【西日本豪雨】行政の支援遠く「在宅避難者」の苦悩…健康状態に懸念も 岡山・倉敷市真備町
西日本豪雨で大規模な浸水被害にあった岡山県倉敷市真備(まび)町では避難所ではなく、損壊した自宅に住み続ける「在宅避難者」が目立ち始めている。避難所生活になじめないことが主な理由だが、情報や行政の支援などが届きにくいといった課題もある。在宅避難者の健康状態やニーズを把握しようと、倉敷市は保健師らによる戸別訪問を開始。災害関連死のリスクも高まる中、行政が実態把握を急いでいる。

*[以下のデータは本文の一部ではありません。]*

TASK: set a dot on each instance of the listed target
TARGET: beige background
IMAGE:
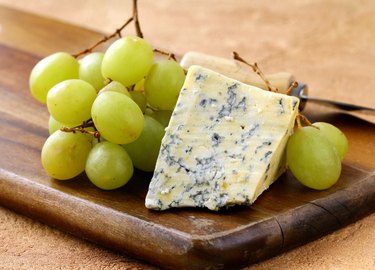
(327, 38)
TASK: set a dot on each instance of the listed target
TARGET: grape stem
(117, 33)
(257, 70)
(300, 118)
(169, 54)
(81, 128)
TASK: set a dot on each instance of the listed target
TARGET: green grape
(140, 99)
(53, 125)
(312, 159)
(108, 166)
(163, 84)
(51, 70)
(64, 154)
(335, 136)
(161, 116)
(90, 69)
(115, 87)
(117, 117)
(145, 150)
(139, 85)
(70, 101)
(127, 60)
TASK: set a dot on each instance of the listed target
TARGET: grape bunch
(108, 110)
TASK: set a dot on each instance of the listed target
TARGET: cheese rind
(224, 144)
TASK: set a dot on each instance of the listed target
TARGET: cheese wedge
(225, 143)
(233, 69)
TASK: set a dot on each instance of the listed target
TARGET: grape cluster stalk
(108, 112)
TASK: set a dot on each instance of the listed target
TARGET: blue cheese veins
(225, 144)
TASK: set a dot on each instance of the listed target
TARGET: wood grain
(285, 216)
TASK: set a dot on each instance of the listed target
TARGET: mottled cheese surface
(224, 144)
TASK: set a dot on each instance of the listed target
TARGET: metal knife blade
(301, 91)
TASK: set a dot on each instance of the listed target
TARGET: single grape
(145, 150)
(163, 84)
(115, 87)
(108, 166)
(90, 70)
(64, 154)
(70, 101)
(312, 159)
(139, 85)
(117, 117)
(127, 60)
(161, 116)
(335, 136)
(140, 99)
(51, 70)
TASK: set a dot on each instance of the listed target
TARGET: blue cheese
(225, 144)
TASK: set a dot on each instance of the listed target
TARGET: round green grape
(335, 136)
(115, 87)
(140, 99)
(145, 150)
(127, 60)
(64, 154)
(108, 166)
(312, 159)
(51, 70)
(70, 101)
(163, 84)
(117, 117)
(90, 70)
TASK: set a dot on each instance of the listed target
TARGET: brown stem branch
(104, 39)
(82, 128)
(169, 54)
(257, 70)
(291, 87)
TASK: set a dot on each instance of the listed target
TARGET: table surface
(327, 44)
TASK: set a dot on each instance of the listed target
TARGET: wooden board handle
(234, 70)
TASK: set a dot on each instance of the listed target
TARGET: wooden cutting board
(285, 216)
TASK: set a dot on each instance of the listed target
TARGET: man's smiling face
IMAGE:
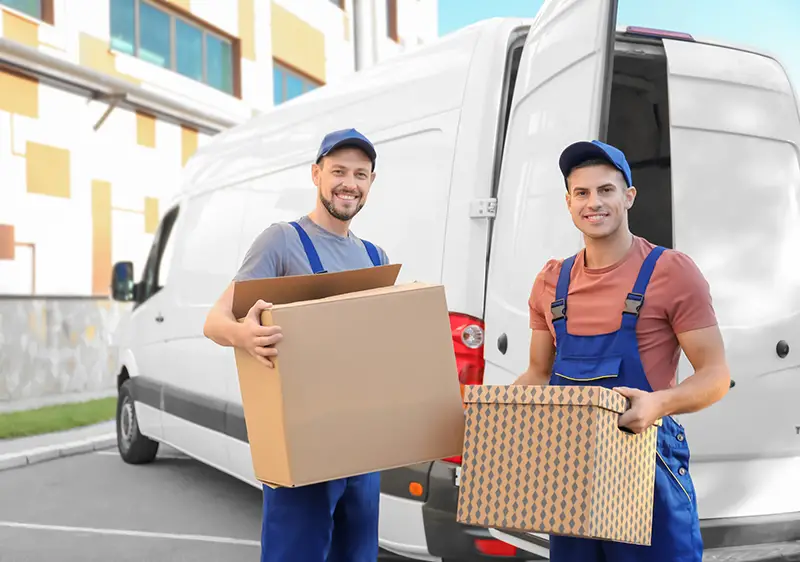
(343, 179)
(598, 199)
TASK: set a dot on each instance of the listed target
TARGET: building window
(39, 9)
(148, 31)
(391, 20)
(288, 84)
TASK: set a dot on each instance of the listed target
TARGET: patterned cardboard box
(552, 459)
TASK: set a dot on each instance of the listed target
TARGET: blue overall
(612, 360)
(334, 521)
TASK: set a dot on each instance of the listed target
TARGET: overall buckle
(559, 309)
(633, 304)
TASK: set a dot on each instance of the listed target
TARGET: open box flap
(284, 290)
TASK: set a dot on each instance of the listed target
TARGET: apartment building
(102, 102)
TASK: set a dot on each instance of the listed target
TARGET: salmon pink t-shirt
(677, 300)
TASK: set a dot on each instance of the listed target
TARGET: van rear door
(735, 132)
(561, 95)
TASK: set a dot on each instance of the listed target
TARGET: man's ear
(316, 171)
(630, 197)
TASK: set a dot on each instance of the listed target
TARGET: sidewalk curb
(51, 452)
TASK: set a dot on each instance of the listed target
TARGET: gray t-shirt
(278, 252)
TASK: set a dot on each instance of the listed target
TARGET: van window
(156, 269)
(639, 125)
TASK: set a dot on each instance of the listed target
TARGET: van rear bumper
(444, 537)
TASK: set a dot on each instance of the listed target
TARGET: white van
(469, 194)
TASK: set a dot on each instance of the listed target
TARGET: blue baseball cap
(346, 137)
(582, 151)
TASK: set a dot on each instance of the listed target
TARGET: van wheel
(134, 448)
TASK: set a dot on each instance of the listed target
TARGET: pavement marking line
(115, 453)
(123, 532)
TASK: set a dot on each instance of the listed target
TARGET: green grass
(56, 418)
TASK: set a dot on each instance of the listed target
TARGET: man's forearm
(697, 392)
(222, 328)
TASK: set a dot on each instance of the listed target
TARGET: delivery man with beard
(334, 521)
(617, 314)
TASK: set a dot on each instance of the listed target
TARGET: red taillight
(494, 547)
(467, 334)
(468, 346)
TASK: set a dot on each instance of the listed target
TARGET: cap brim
(580, 152)
(358, 143)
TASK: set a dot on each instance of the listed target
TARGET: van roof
(288, 135)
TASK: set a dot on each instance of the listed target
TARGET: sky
(772, 28)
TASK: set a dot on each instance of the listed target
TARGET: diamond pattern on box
(552, 459)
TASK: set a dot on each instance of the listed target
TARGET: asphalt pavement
(94, 507)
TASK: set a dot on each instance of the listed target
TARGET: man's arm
(692, 317)
(542, 352)
(711, 379)
(222, 327)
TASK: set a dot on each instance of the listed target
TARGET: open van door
(735, 136)
(561, 96)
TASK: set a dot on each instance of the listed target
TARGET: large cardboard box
(552, 459)
(365, 378)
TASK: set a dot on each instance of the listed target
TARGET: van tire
(134, 448)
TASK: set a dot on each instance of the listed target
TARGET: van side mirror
(122, 285)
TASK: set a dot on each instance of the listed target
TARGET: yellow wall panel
(298, 44)
(101, 237)
(145, 130)
(95, 54)
(188, 143)
(150, 215)
(48, 170)
(20, 29)
(7, 245)
(19, 94)
(247, 28)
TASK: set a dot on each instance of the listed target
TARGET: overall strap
(311, 251)
(559, 306)
(373, 252)
(635, 299)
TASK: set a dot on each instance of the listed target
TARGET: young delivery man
(617, 315)
(333, 521)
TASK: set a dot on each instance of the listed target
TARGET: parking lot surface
(94, 507)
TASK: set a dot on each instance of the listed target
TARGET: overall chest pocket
(586, 370)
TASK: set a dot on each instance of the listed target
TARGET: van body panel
(558, 99)
(405, 89)
(476, 162)
(734, 136)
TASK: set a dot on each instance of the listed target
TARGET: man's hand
(646, 408)
(259, 341)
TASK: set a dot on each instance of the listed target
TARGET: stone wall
(54, 346)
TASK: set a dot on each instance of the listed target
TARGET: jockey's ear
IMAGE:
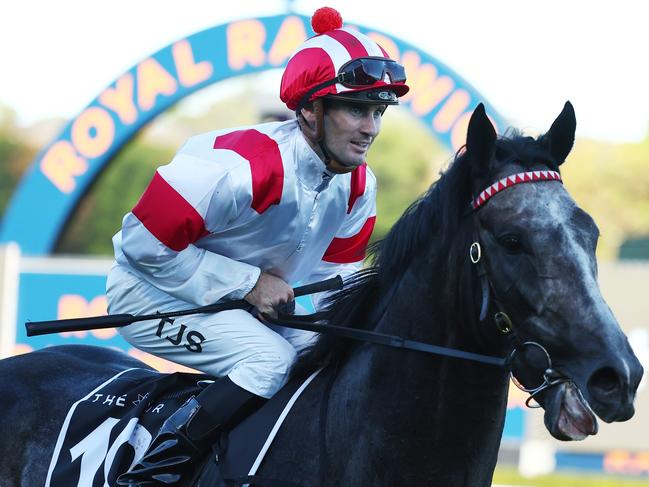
(480, 142)
(561, 136)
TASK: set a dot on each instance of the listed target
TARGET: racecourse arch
(64, 170)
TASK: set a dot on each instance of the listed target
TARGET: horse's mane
(429, 227)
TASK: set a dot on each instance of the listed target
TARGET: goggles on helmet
(367, 71)
(362, 72)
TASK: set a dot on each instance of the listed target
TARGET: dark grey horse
(449, 273)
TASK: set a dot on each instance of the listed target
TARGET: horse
(495, 259)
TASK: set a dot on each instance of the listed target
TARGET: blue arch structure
(64, 170)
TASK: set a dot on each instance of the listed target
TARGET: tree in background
(610, 181)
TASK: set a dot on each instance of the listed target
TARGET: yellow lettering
(190, 73)
(289, 37)
(120, 99)
(61, 164)
(387, 44)
(153, 80)
(93, 132)
(451, 110)
(246, 43)
(427, 89)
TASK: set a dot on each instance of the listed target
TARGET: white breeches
(253, 355)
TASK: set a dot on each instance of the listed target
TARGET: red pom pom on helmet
(325, 19)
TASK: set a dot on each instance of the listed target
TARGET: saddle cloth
(109, 429)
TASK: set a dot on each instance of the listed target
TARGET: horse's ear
(480, 140)
(561, 136)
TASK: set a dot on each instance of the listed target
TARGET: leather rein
(502, 321)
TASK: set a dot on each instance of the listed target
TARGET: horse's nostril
(604, 382)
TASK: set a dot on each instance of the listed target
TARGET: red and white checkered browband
(509, 181)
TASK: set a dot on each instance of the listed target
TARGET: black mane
(429, 228)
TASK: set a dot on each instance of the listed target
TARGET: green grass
(509, 476)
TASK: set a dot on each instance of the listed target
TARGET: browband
(509, 181)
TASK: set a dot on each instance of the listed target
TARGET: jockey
(240, 213)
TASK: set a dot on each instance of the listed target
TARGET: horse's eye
(511, 243)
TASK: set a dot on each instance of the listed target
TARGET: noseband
(551, 377)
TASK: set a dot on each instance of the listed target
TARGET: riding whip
(35, 328)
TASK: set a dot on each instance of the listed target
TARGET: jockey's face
(350, 129)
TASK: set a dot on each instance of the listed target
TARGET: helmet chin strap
(316, 134)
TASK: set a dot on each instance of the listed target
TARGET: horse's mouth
(569, 417)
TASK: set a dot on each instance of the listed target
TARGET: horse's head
(538, 251)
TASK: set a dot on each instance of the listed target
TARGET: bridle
(502, 321)
(551, 377)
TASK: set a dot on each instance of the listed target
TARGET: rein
(503, 322)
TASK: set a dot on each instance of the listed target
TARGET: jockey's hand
(269, 292)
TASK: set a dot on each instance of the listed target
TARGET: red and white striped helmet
(340, 61)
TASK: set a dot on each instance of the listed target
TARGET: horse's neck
(422, 418)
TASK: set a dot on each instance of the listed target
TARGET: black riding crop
(35, 328)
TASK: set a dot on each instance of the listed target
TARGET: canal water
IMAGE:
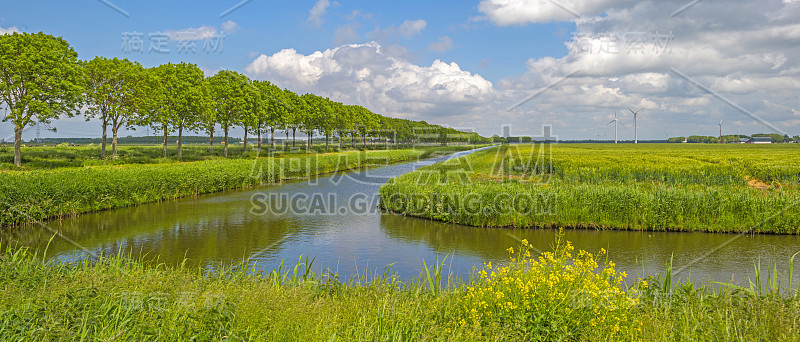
(335, 219)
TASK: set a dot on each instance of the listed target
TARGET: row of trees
(41, 79)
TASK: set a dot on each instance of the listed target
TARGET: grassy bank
(729, 188)
(40, 194)
(558, 295)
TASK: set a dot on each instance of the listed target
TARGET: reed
(590, 186)
(559, 294)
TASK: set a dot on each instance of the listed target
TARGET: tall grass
(35, 195)
(662, 188)
(556, 295)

「避難所は人が多くてプライベートもないからストレスがたまる。不便だとは分かっていても自宅のほうが良かった」。真備町の主婦、河合恵里さん(44)は被災後、浸水を免れた自宅2階で夫と長女の3人で寝泊まりを続けている。ただ豪雨被害から2週間以上が経過し、最近はこんな不安も抱くようになった。「他の被災者と何か違うことをしているのでは」
自宅が浸水し始めた今月7日午前、市内の避難所に一度は避難した。しかし座る場所はなく、眠るスペースも確保できない。長女が「避難所は嫌だ」「家に帰りたい」と泣き出したため、同日夜には避難所を後にした。

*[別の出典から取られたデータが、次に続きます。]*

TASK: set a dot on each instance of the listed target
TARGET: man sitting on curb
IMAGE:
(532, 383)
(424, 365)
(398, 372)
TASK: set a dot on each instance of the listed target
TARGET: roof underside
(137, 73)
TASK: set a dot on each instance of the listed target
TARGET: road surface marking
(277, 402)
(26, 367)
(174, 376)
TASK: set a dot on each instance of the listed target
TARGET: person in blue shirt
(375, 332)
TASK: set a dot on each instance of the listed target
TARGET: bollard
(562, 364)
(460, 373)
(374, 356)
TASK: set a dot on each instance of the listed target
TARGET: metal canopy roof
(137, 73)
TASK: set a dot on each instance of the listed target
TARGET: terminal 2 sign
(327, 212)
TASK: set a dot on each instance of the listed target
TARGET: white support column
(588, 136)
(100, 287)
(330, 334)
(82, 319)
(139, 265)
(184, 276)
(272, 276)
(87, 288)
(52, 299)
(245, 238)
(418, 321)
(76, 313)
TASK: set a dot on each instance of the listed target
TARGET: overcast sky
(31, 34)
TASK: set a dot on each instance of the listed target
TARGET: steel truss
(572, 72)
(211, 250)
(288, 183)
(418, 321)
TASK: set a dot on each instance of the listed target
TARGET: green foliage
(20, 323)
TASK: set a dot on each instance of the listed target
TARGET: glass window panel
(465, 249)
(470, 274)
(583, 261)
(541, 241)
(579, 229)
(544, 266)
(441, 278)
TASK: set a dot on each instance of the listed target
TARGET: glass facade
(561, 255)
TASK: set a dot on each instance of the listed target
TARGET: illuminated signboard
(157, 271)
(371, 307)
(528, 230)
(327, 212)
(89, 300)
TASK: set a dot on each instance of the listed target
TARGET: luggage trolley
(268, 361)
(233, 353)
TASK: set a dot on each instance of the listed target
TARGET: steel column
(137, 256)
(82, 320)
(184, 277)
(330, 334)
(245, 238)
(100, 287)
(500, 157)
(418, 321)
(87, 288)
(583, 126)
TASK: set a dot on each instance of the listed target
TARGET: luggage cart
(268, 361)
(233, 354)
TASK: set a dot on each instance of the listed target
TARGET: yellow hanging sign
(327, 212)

全壊した自宅に戻ったが、1階の冷房やトイレは水没で壊れ、生活用品も不足。「ここでは生活が持たないかもしれない」と不安もあったが、友人が食料品や調理器具などを持ってきてくれたため、何とか在宅避難を続けることができた。ただ河合さんは「避難所には支援物資があるが、自宅は届かない」と肩を落とす。
同町の女性(67)も同様に夫と在宅避難を続ける一人だ。「避難所は人が多い。電気が復旧していなくても自宅で過ごしたい」。しかし、夜は冷房が使えないため寝苦しく、1時間おきに目が覚める。情報も入らず「取り残されているような気持ちになる」とこぼす。

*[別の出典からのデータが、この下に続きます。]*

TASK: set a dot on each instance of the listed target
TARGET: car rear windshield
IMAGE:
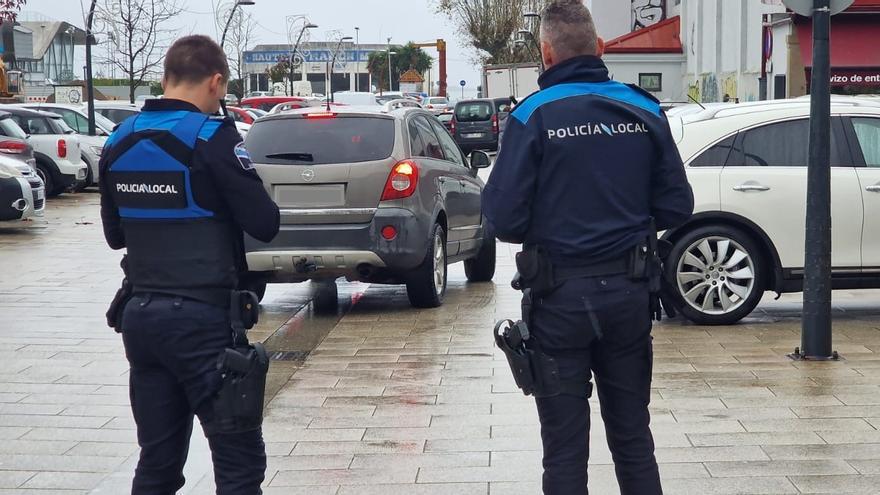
(317, 141)
(473, 111)
(9, 128)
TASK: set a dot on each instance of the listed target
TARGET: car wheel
(255, 282)
(427, 283)
(45, 173)
(717, 275)
(326, 296)
(482, 267)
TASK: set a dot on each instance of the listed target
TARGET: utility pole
(816, 323)
(90, 81)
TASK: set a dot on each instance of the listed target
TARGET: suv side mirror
(480, 159)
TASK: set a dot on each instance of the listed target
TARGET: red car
(268, 102)
(240, 115)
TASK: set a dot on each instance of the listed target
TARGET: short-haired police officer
(178, 190)
(585, 164)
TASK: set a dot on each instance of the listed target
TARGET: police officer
(177, 190)
(586, 162)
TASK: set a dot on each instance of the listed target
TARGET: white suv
(747, 164)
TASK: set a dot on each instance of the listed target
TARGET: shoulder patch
(244, 158)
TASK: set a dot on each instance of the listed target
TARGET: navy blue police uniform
(178, 191)
(585, 164)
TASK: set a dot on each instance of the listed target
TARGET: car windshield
(316, 141)
(473, 111)
(11, 129)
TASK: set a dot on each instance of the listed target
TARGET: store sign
(310, 56)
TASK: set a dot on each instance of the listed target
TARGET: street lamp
(307, 25)
(357, 58)
(333, 64)
(243, 3)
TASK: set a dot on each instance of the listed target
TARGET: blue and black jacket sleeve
(239, 185)
(672, 199)
(508, 196)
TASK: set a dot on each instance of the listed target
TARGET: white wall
(625, 67)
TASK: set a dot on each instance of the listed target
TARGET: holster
(238, 406)
(117, 305)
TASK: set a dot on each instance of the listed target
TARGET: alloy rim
(715, 275)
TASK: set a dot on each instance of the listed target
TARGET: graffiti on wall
(647, 13)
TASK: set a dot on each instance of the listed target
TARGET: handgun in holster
(238, 406)
(117, 305)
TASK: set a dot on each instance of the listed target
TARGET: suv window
(474, 111)
(317, 141)
(716, 156)
(429, 144)
(868, 134)
(450, 149)
(782, 144)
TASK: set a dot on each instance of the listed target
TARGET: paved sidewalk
(397, 400)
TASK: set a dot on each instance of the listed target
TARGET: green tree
(405, 57)
(492, 27)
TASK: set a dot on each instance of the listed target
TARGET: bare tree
(242, 33)
(491, 26)
(141, 35)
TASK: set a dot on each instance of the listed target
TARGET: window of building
(652, 81)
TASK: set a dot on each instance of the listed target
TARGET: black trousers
(172, 346)
(599, 327)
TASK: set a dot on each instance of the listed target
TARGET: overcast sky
(402, 20)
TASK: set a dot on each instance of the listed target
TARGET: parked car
(446, 119)
(268, 102)
(76, 116)
(747, 164)
(436, 104)
(377, 195)
(117, 111)
(240, 115)
(14, 141)
(56, 148)
(22, 195)
(476, 123)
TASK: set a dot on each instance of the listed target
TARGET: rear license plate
(301, 196)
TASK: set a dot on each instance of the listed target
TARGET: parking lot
(383, 398)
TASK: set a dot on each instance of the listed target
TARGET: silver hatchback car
(374, 194)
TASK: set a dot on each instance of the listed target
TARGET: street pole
(90, 82)
(357, 58)
(816, 326)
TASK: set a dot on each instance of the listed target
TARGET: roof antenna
(695, 101)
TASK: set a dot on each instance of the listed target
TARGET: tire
(255, 282)
(326, 296)
(482, 267)
(706, 293)
(45, 173)
(426, 285)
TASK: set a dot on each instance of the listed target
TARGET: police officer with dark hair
(177, 191)
(586, 167)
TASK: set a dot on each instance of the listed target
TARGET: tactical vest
(174, 245)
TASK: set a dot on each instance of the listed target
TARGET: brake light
(12, 147)
(401, 181)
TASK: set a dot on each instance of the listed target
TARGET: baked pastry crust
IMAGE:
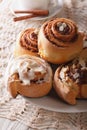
(59, 40)
(27, 42)
(70, 80)
(29, 76)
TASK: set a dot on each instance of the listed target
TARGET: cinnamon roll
(59, 40)
(70, 80)
(27, 42)
(29, 76)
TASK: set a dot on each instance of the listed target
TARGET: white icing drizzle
(26, 68)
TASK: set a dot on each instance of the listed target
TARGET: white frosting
(27, 68)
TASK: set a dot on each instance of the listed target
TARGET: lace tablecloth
(20, 109)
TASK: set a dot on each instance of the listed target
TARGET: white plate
(54, 9)
(53, 103)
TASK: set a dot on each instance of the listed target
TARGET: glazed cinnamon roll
(27, 42)
(59, 40)
(29, 76)
(70, 80)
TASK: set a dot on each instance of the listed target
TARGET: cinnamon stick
(24, 17)
(36, 12)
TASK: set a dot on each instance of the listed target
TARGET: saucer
(55, 7)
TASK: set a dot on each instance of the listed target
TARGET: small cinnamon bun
(27, 42)
(29, 76)
(59, 40)
(70, 80)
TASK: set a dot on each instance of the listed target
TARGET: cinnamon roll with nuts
(27, 42)
(59, 40)
(29, 76)
(70, 80)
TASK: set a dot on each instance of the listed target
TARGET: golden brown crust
(67, 93)
(29, 76)
(27, 42)
(56, 46)
(70, 80)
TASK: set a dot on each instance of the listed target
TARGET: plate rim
(32, 100)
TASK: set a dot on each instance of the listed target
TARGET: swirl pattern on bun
(29, 76)
(59, 40)
(70, 80)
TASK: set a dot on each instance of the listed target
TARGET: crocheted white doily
(19, 108)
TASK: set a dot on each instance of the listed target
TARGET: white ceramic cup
(34, 4)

倉敷市は13日から、在宅避難者の健康状態やニーズを把握しようと保健師らが真備町で戸別訪問を開始。東日本大震災では、震災関連死の5割が発生から1カ月以内に起きたというデータもある。市は、関連死のリスクが高まるとされる1カ月以内に真備町の全戸訪問を実施したい考えで、「在宅避難者の現状を迅速に把握し、健康状態などを確認したい」(担当者)とする。
24日には真備町の大規模断水が解消するなど、生活は少しずつ改善されているが、日常を取り戻すまでは道半ばだ。河合さんは「自宅に避難するという決断をした以上、ここで家族全員で力を合わせて暮らしていく」と話した。